Es ist ein Skandal, dass die Politik die Verbraucher, hier zumeist ältere Bürger, im Regen stehen läßt. Es bleibt bei Lippenbekenntnissen und fadenscheinigen Argumenten und die Abzocker triumphieren. Viele Geswchädigte werden von den Neppern massiv eingeschüchert: Man droht mit Inkassobüros, Rechtsanwälten, sogar Strafanzeigen was natürlich dummes Zeug ist, aber es wirkt. So eingeschüchert, zahlen verunsicherte Opfer und die Gesetzgeber schauen tatenlos zu.
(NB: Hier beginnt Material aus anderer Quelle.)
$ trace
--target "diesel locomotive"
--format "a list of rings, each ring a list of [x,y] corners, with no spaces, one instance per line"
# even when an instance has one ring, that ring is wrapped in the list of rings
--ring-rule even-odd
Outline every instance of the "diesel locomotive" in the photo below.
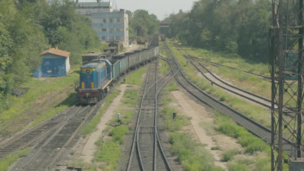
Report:
[[[84,55],[80,74],[80,85],[76,88],[80,102],[98,102],[120,76],[154,60],[159,54],[158,46],[104,58],[99,53],[90,52]]]

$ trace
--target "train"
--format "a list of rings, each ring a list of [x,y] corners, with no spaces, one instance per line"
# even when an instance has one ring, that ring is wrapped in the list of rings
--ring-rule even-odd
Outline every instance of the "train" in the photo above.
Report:
[[[80,103],[98,103],[120,76],[156,59],[160,54],[159,46],[154,46],[156,44],[104,58],[97,52],[84,55],[84,62],[80,66],[80,85],[76,88]]]

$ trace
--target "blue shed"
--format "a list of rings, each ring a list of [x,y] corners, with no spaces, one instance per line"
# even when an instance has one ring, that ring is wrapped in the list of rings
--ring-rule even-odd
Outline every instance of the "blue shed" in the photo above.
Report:
[[[62,76],[70,70],[70,52],[57,48],[50,48],[42,52],[42,64],[34,71],[36,78]]]

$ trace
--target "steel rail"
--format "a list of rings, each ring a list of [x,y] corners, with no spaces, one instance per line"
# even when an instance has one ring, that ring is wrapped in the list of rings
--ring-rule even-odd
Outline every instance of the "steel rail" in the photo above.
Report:
[[[172,60],[170,60],[170,61],[173,62],[174,64],[176,65],[177,67],[180,68],[180,73],[181,74],[182,78],[184,78],[186,82],[188,82],[188,84],[192,88],[194,88],[195,89],[199,91],[202,94],[204,94],[206,98],[203,99],[202,98],[198,96],[194,93],[188,90],[188,88],[179,80],[178,76],[175,76],[176,81],[178,81],[180,84],[185,88],[185,90],[186,90],[189,93],[190,93],[192,95],[201,102],[206,104],[213,108],[218,110],[226,115],[231,116],[232,118],[238,124],[246,128],[249,132],[255,134],[256,136],[262,138],[264,141],[268,142],[268,143],[270,142],[271,130],[270,128],[264,126],[254,120],[249,118],[246,115],[215,99],[214,98],[206,93],[196,86],[192,83],[186,78],[186,76],[182,71],[180,66],[178,64],[178,62],[172,54],[172,52],[166,46],[166,48],[168,48],[168,50],[171,54],[171,56],[172,58]],[[218,108],[218,107],[220,108]],[[288,150],[290,150],[290,152],[288,152],[288,155],[292,156],[292,154],[291,154],[291,152],[291,152],[292,146],[294,146],[294,143],[286,138],[284,138],[284,144],[286,144],[286,149],[288,149]]]

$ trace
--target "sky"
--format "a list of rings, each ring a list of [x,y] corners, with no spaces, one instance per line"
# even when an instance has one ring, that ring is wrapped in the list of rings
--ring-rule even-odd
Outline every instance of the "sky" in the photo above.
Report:
[[[104,0],[108,2],[108,0]],[[118,9],[126,9],[132,12],[138,9],[147,10],[149,13],[156,14],[160,20],[172,13],[177,13],[191,10],[195,0],[116,0]],[[78,0],[80,2],[96,2],[95,0]]]

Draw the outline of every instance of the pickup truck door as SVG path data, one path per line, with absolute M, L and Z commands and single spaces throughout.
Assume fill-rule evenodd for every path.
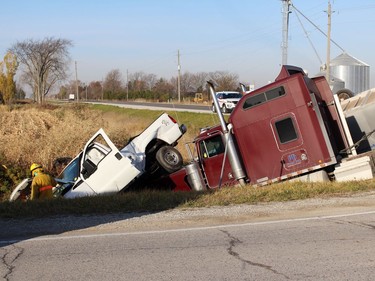
M 119 192 L 141 174 L 103 129 L 85 145 L 80 165 L 80 178 L 96 194 Z
M 199 141 L 200 159 L 209 188 L 231 185 L 235 181 L 228 156 L 224 159 L 225 144 L 222 134 L 214 134 Z M 225 160 L 225 161 L 224 161 Z M 224 163 L 223 163 L 224 162 Z M 224 167 L 223 167 L 224 165 Z M 223 172 L 221 174 L 221 172 Z

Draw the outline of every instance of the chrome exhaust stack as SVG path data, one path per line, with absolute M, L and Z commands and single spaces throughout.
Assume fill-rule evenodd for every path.
M 233 170 L 234 178 L 237 181 L 239 181 L 240 185 L 245 185 L 244 178 L 246 177 L 246 175 L 245 175 L 245 172 L 242 168 L 240 157 L 238 156 L 238 152 L 237 152 L 236 147 L 234 145 L 233 136 L 230 132 L 231 126 L 229 126 L 229 128 L 228 128 L 228 126 L 227 126 L 227 124 L 224 120 L 223 113 L 220 110 L 219 102 L 216 98 L 216 92 L 215 92 L 213 83 L 210 82 L 210 81 L 207 81 L 207 84 L 209 86 L 211 97 L 212 97 L 212 100 L 214 102 L 214 106 L 216 108 L 216 113 L 217 113 L 217 115 L 219 117 L 219 120 L 220 120 L 220 126 L 223 130 L 223 133 L 224 133 L 225 146 L 226 146 L 226 149 L 227 149 L 227 152 L 228 152 L 228 158 L 229 158 L 229 162 L 230 162 L 230 165 L 232 167 L 232 170 Z

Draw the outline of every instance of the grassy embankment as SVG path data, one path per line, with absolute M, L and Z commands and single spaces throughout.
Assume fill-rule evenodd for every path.
M 188 132 L 178 145 L 185 155 L 184 143 L 196 136 L 199 128 L 218 123 L 213 114 L 168 112 Z M 262 188 L 250 186 L 222 188 L 207 192 L 129 192 L 112 196 L 55 199 L 45 202 L 7 202 L 11 187 L 27 175 L 32 162 L 47 169 L 58 157 L 74 157 L 86 141 L 102 127 L 118 147 L 140 133 L 161 111 L 121 109 L 111 106 L 64 106 L 0 108 L 1 218 L 46 215 L 104 214 L 133 211 L 160 211 L 171 208 L 255 204 L 258 202 L 297 200 L 331 195 L 347 196 L 375 189 L 375 181 L 348 183 L 281 183 Z M 13 185 L 12 185 L 13 184 Z

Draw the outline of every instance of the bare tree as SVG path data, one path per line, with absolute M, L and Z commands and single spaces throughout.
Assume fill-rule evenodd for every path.
M 70 40 L 47 37 L 17 42 L 10 48 L 23 67 L 23 80 L 32 88 L 38 103 L 43 103 L 56 82 L 66 79 L 71 46 Z
M 5 55 L 3 62 L 0 61 L 0 95 L 2 95 L 2 99 L 6 103 L 10 103 L 16 94 L 14 76 L 16 75 L 17 67 L 17 59 L 10 52 Z
M 209 74 L 217 84 L 217 91 L 234 91 L 238 88 L 238 75 L 228 71 L 216 71 Z
M 104 79 L 104 89 L 112 94 L 121 92 L 123 88 L 122 75 L 119 69 L 108 72 Z

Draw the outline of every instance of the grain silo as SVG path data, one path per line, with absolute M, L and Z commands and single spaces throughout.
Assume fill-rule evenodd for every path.
M 370 88 L 370 66 L 347 53 L 342 53 L 330 63 L 330 73 L 345 82 L 345 88 L 354 94 Z

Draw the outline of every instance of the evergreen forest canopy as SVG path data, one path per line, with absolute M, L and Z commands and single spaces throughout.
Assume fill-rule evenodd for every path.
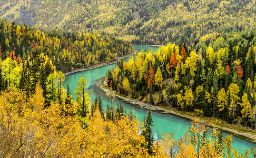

Und die überforderte Justiz scheint ebenfalls machtlos zu sein und wenn mal was gemacht wird, kommen lächerliche Strafen heraus.
Vielleicht ändert sich ja mal was, wenn unsere Politiker selber mal Opfer von diesen kriminellen Machenschaften werden. Aber bis dahin werden noch vile Opfer das Nachsehen haben.
Gut, dass es Verbraucherzentralen und andere Institutionen gibt, die da helfen. Nur leider sind sie personell hoffnungslos unterbesetzt und die telefonische Erreichbarkeit müsste erheblich verbessert werden.